Expendables : unité spéciale (Sylvester Stallone)
S’il y a bien un film que vous ne devez pas louper demain, c’est celui-là.
Le principe d’Expendables, c’est de faire un film d’action pur jus avec un casting hypra stéréotypé et un prétexte… pardon ; un scénario assez bidon pour donner une raison au Maître de l’Action (a.k.a. Stallone) de regrouper toutes ces pointures du muscle et de l’amphétamine dans un seul et même film.
Les plus grands noms du film d’action y sont ; Bruce Willis, Dolph Lundgren, Mickey Rourke, Steve Austin, Jason Statham, Jet Li, Randy Couture, etc. Stallone (qui apparaît lui-même dans le film) n’a oublié personne. Si ? Ha, vous voulez sûrement parler de Schwarzy… Hé bien vous ne serez pas déçus !
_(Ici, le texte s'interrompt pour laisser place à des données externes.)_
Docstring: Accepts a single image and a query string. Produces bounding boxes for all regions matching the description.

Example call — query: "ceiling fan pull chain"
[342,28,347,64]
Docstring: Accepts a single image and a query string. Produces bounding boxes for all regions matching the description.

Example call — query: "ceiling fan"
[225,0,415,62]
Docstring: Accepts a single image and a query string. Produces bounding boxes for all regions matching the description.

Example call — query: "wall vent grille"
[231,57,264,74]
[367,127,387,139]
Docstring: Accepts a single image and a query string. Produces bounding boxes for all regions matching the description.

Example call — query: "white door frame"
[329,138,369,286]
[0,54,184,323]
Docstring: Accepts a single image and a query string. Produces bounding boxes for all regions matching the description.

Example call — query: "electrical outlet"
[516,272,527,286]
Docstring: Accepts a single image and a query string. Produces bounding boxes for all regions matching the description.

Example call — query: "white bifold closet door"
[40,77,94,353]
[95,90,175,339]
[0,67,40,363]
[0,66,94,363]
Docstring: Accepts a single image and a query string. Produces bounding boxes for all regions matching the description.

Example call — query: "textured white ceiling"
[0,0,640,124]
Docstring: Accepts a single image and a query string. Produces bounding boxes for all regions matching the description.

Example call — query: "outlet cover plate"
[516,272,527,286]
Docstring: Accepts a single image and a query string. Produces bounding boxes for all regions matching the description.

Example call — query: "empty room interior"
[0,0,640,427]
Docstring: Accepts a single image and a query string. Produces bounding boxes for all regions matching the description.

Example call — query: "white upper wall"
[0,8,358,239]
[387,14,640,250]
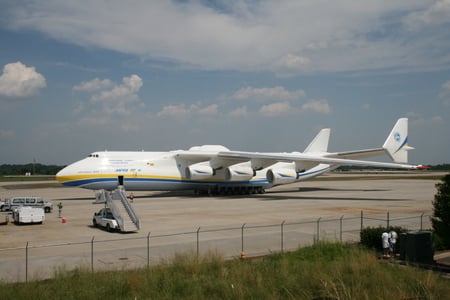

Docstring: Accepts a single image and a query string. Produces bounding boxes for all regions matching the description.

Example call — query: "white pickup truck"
[92,207,120,231]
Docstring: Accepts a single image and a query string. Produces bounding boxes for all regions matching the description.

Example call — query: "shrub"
[431,174,450,249]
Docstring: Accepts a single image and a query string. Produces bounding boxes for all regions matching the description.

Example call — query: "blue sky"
[0,0,450,165]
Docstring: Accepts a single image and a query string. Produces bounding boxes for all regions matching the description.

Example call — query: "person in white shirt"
[381,232,389,257]
[389,228,398,256]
Pour en revenir à l’histoire en elle-même, ne vous attendez pas à des prises de tête qu’Inception vous a déjà offert les semaines passées. On retrouve ici un groupe de têtes brûlées qui n’agit pour le compte de personne hormis le sien. Ajoutez à cela qu’ils ont un sens de la justice exacerbé pour justifier leur côté Robin des Bois.
Le chef de ces hommes, Barney Ross, est traqué par la CIA : parce qu’ils ne sont à la solde de personne, ils en deviennent d’autant plus dangereux à leurs yeux. Alors histoire de rassembler toute la joyeuse troupe et de leur tendre un guet-appens, on leur propose beaucoup d’argent dans le but de défaire un général sud-américain ultra-violent qui tyranise les populations locales. Barney Ross accepte mais va rapidement déchanter lorsqu’il se rend compte que son équipe compte un traître… C’est à leur retour aux States qu’ils vont devoir se charger de celui qui a bien failli tous les faire tuer.
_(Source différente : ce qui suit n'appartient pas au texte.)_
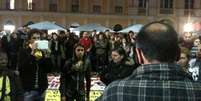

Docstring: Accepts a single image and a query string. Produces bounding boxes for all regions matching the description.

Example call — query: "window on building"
[184,0,194,9]
[128,0,135,8]
[115,6,123,13]
[92,0,102,13]
[27,0,35,10]
[93,5,101,13]
[138,0,147,8]
[160,0,173,9]
[160,0,173,14]
[71,0,80,12]
[6,0,15,10]
[138,0,148,15]
[115,0,123,13]
[184,0,194,16]
[49,0,57,12]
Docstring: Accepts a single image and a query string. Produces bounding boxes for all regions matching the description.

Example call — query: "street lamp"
[184,23,193,32]
[3,23,15,33]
The Expandables se réclame donc un film d’action old-school où l’humour devrait être aussi présent que les explosions. Stallone a toutefois insisté sur le fait que le psychologique n’était pas totalement mis de côté et que chaque personnage aurait une personnalité et une histoire bien à lui. De toutes façons, ça n’est sûrement pas pour ça qu’on ira voir cette petite merveille qui réalise tous nos fantasmes de gosses assoiffés d’artillerie lourde !
A voir également :
Je ne sais pas vraiment si je dois vous conseiller d’aller voir le Karaté Kid d’Harald Zwart, parce que j’ai du mal à croire qu’il puisse détrôner celui de 1984, que nous gardons dans nos cœurs nostalgiques. Mais dans la forme ce blockbuster produit par Will Smith (normal, c’est fiston qui joue dedans) n’a pas forcément que de mauvaises intentions. Ce remake n’en est toutefois pas vraiment un si on prend en compte que le jeune héros apprend le kung-fu (et non le karaté) auprès de son maître incarné par Jackie Chan. Petite curiosité tout de même pour la musique signée James Horner (Braveheart, Avatar) avec un morceau de Fort Minor exclusif et pour Zwart lui-même, qui n’est autre que le producteur exécutif de Dead Snow ? !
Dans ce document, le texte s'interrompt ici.